Today is Blog Action Day 2008, an annual event that unites the world’s bloggers, podcasters and videocasters to post about the same issue on the same day. The goal this year is to raise awareness and start a global conversation on poverty.
It’s a multi-faceted issue, but if we think about kids like Abadou, it gets less complicated. Each one of us can do something. If you don’t have time to serve on a board or volunteer at a food bank or provide pro bono services for a nonprofit, visit World Vision’s online gift catalog for a bunch of low-cost solutions like these:
• $20 will get bed nets for malaria prevention for one family.
• $25 will buy two chickens, providing a lasting source of nutrition with their high-protein eggs and money for the family through the sales of extra eggs.
• $25 will buy necessities for an American child: diapers, blankets, brand-new clothing, and toys. One in every five children in this country live in poverty. Thanks to corporate donations, your gift will be multiplied 14 times.
• $32 will buy education for a child for a year: school fees and uniform, textbooks, backpacks, school supplies, to ensure that a child is able to learn.
• $35 will buy agricultural tools and training for one family.

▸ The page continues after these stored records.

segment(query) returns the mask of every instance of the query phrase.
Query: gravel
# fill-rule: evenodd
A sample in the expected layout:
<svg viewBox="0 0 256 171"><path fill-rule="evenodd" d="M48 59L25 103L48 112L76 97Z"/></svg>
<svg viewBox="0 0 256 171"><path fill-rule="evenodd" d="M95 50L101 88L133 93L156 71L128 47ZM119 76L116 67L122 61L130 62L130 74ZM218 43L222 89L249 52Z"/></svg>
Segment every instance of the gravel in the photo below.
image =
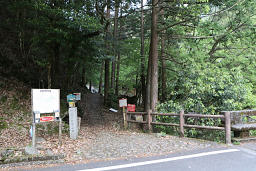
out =
<svg viewBox="0 0 256 171"><path fill-rule="evenodd" d="M81 151L87 160L100 160L152 156L220 146L224 144L169 135L159 137L154 133L102 131L87 150Z"/></svg>

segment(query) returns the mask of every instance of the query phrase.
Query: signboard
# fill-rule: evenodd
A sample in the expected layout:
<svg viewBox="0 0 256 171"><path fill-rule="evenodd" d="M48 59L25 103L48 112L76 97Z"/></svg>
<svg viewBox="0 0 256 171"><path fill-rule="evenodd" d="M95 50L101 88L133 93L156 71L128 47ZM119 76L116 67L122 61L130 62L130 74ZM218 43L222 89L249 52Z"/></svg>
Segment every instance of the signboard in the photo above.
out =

• $35 a month will make you one of World Vision’s 6,000 child sponsors, providing one child with clean water, meals, health care, as well as agricultural tools and training for the family.
• $50 will buy water purification tablets to prevent cholera and dysentery after a natural disaster.
• $50 provides hope for sexually exploited girls, whose families were forced to sell them to brothels in order to buy food. Your gift gets a girl out of danger and into a shelter, where she gets medical care, food, education, training, and counseling to eventually reunite with her family.
• $75 helps to fund a well to deliver 600 gallons of safe water a day for drinking, bathing, irrigating crops, and watering livestock. Your gift means that children and their mothers won’t have to walk long distances, only to find water that is dirty and disease-ridden.
For more ways to help kids and families dig out from the poverty they were born into, see World Vision’s gift catalog.
What about you?
Have you seen any people around you doing good things to take a stand against poverty?
Have you done things as a family?
Do you know of a charity that is making a difference?